CTSD de Seine-et-Marne, du 19/01/2018

DHG 2018 : des effectifs en forte hausse, peu de postes, beaucoup d’HSA

Le ministère compte absorber la croissance démographique par un alourdissement de la charge de travail

D’après les prévisions présentées aux représentants du personnels le 19/01/18, la situation générale de notre département restera fortement dégradée à la rentrée prochaine. La très faible hausse des moyens conjuguée à la forte montée des effectifs, engendre une stagnation du H/E, (le nombre d’heures divisé par le nombre d’élèves, le ratio qui indique l’évolution du taux d’encadrement) qui restera autour de 1,21 en classes banales pour la rentrée prochaine.

Insuffisance de moyens et explosion des effectifs de collèges en 2018

Cette préparation de rentrée, la première de ce quinquennat, est dans la continuité des précédentes, c’est-à-dire insuffisante en terme de moyens, pour absorber la forte croissance démographique prévue pour l’an prochain. Les grandes masses (moyens horaires et effectifs prévisionnels) font apparaître une hausse de 1775 élèves dans les collèges du 77 (+2,4 %), tandis que les moyens stagnent avec seulement + 31 ETP créés (soit + 0,6 % par rapport à l’an passé). Le ministère prévoit donc de créer un nombre de postes inférieur à la dotation d’un collège de 600 élèves, pour absorber une hausse démographique comparable à l’ouverture de trois collèges de même taille.

Une diminution inquiétante des effectifs de SEGPA et des dispositifs d’enseignements spécifiques en attente d’implantation

Dans le même temps et c’est aussi préoccupant, les effectifs de l’enseignement adapté régressent fortement.

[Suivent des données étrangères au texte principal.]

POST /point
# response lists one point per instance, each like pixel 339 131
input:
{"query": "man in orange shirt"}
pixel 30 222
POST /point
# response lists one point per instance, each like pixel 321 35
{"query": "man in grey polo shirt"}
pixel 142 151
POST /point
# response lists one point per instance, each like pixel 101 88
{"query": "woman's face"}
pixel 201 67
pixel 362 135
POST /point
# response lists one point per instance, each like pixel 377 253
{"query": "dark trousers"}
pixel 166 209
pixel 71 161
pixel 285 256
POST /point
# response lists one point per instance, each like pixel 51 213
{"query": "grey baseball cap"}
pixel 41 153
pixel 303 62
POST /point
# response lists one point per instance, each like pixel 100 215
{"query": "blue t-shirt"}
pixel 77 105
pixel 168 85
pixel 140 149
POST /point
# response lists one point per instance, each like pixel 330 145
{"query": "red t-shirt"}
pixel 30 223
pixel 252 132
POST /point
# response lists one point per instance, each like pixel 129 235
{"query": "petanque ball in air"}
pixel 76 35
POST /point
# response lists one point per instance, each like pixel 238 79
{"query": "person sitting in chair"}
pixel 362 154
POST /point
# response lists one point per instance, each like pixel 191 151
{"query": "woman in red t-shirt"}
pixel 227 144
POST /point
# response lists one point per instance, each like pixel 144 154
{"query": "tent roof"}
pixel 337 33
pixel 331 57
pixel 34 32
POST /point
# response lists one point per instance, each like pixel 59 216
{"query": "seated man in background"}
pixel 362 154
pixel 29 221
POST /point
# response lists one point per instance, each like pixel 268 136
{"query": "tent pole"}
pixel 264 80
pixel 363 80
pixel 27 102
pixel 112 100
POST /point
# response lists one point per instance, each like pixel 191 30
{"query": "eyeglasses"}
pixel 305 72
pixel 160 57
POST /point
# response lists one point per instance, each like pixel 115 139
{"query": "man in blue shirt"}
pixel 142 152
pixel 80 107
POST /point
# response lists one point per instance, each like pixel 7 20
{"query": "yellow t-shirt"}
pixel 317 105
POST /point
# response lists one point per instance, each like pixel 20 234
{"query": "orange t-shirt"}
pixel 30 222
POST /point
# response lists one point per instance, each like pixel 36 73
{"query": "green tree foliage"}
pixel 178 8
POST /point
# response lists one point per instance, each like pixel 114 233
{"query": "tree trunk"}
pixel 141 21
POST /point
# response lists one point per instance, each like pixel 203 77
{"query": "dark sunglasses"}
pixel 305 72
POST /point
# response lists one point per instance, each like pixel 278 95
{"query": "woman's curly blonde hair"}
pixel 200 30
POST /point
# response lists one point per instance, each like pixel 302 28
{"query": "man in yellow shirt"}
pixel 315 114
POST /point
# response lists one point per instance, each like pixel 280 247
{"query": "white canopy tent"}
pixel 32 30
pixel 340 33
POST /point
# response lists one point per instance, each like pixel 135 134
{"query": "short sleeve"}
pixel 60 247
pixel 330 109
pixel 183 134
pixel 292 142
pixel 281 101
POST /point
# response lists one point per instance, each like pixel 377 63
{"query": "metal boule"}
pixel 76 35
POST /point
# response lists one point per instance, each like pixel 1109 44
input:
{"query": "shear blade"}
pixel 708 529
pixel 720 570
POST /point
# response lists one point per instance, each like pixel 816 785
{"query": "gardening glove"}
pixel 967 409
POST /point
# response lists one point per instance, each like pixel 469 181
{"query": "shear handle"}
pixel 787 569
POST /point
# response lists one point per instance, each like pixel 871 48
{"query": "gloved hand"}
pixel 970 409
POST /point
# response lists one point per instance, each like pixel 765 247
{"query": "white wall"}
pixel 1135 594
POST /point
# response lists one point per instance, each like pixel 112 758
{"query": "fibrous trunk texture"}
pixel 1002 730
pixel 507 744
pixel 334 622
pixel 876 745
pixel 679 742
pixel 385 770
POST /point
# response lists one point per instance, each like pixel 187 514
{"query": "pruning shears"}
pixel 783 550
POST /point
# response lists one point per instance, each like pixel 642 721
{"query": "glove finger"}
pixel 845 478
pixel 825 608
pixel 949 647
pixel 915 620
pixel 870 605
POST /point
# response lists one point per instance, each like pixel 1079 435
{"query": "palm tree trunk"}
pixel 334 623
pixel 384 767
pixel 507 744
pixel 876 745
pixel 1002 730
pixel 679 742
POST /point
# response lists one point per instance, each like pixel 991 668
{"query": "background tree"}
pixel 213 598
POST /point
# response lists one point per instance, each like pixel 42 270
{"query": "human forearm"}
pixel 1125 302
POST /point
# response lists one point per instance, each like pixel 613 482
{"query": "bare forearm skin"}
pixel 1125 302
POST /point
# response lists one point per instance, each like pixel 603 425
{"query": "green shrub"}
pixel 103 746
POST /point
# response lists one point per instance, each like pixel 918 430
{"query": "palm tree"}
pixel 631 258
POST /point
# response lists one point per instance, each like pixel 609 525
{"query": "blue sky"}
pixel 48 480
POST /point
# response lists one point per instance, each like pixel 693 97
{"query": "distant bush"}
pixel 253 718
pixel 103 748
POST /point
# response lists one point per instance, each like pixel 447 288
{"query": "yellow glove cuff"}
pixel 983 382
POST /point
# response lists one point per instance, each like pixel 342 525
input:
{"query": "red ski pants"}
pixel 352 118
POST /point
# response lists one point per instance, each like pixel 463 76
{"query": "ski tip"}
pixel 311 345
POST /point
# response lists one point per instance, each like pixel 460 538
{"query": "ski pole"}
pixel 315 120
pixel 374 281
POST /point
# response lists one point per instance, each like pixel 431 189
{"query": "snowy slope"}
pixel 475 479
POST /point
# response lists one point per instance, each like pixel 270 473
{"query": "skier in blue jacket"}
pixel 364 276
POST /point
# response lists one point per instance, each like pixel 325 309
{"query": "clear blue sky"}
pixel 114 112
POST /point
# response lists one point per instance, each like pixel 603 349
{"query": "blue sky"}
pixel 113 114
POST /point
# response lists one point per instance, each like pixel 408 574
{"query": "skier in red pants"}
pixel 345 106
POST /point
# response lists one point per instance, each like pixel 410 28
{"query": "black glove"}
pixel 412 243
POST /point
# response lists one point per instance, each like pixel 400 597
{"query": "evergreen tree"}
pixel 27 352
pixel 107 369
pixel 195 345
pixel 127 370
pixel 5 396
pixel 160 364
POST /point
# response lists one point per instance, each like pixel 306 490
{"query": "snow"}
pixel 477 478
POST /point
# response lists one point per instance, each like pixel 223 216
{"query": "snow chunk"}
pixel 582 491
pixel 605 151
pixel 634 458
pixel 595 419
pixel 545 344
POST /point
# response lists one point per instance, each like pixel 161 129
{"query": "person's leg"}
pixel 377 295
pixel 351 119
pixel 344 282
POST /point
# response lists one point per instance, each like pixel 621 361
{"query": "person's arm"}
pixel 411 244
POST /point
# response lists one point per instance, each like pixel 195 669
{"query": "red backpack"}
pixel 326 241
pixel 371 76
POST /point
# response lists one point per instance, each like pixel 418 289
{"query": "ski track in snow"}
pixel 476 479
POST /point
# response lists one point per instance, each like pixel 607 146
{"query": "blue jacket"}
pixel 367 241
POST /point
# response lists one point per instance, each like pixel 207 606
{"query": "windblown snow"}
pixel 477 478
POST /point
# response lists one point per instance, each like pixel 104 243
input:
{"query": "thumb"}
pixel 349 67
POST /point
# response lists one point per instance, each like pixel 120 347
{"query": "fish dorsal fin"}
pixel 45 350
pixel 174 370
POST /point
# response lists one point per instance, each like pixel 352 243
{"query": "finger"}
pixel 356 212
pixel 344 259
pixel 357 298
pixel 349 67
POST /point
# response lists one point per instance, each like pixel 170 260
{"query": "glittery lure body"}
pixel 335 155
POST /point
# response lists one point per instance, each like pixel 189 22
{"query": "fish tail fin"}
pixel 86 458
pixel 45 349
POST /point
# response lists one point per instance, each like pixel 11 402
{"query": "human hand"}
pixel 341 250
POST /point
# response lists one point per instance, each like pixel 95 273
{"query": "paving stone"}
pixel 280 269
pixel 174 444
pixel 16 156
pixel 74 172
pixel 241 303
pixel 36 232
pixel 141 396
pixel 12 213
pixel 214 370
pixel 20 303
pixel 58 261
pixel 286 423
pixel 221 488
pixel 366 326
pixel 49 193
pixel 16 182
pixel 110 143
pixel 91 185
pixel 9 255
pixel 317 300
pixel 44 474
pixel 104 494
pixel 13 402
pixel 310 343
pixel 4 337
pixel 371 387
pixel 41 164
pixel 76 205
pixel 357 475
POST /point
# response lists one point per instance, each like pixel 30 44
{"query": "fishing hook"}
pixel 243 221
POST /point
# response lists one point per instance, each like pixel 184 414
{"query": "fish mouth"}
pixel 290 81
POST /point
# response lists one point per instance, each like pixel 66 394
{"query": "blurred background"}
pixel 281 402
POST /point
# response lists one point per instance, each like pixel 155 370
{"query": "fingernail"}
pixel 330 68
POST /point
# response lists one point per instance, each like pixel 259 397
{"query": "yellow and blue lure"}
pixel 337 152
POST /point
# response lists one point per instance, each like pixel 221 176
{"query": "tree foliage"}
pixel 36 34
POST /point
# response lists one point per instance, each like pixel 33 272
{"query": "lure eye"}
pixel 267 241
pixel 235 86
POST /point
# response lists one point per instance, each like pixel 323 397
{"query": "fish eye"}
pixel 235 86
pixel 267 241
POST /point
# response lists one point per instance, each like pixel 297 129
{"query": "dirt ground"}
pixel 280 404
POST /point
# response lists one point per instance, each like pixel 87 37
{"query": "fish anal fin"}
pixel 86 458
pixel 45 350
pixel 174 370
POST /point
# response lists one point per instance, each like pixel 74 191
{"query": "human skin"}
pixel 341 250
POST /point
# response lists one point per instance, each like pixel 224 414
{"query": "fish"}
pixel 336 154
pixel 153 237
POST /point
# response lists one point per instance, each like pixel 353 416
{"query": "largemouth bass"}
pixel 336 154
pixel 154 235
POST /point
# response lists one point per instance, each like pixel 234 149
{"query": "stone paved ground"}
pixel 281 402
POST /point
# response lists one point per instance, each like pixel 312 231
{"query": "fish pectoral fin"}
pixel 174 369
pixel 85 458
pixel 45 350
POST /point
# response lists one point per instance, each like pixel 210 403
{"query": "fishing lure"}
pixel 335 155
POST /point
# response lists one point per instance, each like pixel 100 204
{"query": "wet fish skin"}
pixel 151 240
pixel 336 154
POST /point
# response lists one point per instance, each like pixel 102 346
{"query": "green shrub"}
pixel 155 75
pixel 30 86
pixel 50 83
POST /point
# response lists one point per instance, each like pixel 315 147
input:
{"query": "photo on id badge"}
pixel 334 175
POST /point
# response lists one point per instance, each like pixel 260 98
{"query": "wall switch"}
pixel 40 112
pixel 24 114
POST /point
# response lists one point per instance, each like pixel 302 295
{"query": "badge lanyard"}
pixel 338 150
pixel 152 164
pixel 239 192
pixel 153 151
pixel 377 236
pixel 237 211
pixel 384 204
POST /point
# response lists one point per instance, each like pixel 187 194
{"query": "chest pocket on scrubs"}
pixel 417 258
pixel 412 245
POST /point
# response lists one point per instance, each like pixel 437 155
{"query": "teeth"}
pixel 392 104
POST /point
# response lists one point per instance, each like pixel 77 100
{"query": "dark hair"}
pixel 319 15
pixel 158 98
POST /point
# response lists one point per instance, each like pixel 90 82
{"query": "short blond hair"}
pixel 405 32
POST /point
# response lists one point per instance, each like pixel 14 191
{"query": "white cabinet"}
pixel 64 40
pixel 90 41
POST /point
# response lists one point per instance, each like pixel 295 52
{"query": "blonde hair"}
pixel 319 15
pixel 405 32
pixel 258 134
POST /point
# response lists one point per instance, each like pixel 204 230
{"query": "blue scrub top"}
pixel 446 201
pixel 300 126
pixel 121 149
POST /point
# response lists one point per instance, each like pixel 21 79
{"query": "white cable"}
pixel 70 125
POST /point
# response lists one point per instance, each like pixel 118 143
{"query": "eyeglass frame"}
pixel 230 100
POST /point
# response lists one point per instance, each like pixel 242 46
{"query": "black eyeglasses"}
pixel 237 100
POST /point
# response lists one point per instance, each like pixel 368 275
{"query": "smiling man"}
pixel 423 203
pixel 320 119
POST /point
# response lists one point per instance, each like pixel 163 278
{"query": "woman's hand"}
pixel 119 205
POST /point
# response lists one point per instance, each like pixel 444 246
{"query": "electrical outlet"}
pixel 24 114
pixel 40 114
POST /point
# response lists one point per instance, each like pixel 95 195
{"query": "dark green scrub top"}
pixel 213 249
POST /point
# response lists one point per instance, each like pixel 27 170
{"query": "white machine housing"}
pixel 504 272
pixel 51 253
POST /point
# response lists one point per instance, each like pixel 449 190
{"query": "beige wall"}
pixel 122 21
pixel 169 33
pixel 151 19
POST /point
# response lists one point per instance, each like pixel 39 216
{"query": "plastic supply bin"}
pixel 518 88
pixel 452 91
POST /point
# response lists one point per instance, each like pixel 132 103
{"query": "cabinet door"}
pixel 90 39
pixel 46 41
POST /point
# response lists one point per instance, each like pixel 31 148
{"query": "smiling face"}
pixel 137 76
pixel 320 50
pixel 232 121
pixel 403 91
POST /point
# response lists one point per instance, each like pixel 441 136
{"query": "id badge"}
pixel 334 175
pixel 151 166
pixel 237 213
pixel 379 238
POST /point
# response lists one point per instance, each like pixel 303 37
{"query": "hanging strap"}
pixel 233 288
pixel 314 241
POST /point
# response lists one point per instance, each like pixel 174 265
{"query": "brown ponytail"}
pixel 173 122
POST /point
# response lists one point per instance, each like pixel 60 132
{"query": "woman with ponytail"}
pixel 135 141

Les SEGPA perdent 94 élèves (l’équivalent de 6 classes à 15 él/classe), alors que le ministère prévoit de retirer 65 heures à ces structures (l’équivalent horaire des moyens hebdomadaires pour enseigner à 2 classes). Tout laisse à croire que cette baisse d’effectifs s’accompagne d’un glissement de ceux-ci vers les classes de sixième ordinaires, sans moyens adaptés pour répondre aux besoins spécifiques de ces profils d’élèves.

Quant aux dispositifs d’enseignements spécifiques (prépa pro, ULIS, UPE2A), on constate là-aussi une forte baisse de leurs effectifs et de leurs moyens : pris dans la globalité, ils perdent 203 élèves (avec une baisse de 57 élèves en UlIS et 44 en UPE2A) et perdent 167 heures. En CTSD cependant, l’Inspection Académique a déclaré qu’à ce stade, les documents prévisionnels n’intègrent pas tous les effectifs dans les enseignements spécifiques. Certes quatre sections de 3è prépa-pro sont supprimées l’an prochain dans notre département. Mais dans le même temps, six dispositifs ULIS sont créés (qui ne figurent pas dans les documents, car les CA ne se sont pas encore tenus) ainsi que deux sections UPE2A, dont l’implantation dépend des flux migratoires. Des moyens sont en réserve pour abonder les modules (au grès des flux). Deux secteurs sont en tension et feront donc l’objet d’une dotation : les communes de Meaux et de Melun, dans les centres d’accueil des migrants.

Augmentation des effectifs par classe et intensification de la charge de travail des enseignants

Contrairement à l’année précédente – année préélectorale - le tableau de répartition de moyens fait apparaître une hausse importante des HSA (+ 9 %), et seulement 31 créations de postes - contre 64 postes créés l’an passé. D’autant qu’environ 20 % des postes au concours ont été supprimés cette année dans le second degré. Dans ce contexte, la forte augmentation des HSA doit être comprise comme la volonté du ministère d’absorber la croissance de la démographie scolaire par l’augmentation des effectifs par classe et par une intensification de la charge de travail des enseignants.
Rémunérées sous forme d’HSA, les heures ainsi faites permettent de ne pas créer de nouveaux postes. Ce choix politique, avant tout guidé par des considérations budgétaires, laisse penser que l’on peut accroître indéfiniment la charge de travail, tout en dégradant les conditions d’exercices de notre métier, sans que cela ait conséquence sur la qualité de l’enseignement ainsi dispensé.

Le SNES-FSU 77 dénonce ces attaques contre le Service Public d’Éducation Nationale et entend peser de tout son poids dans les instances et sur le terrain pour appuyer les revendications des établissements en lutte.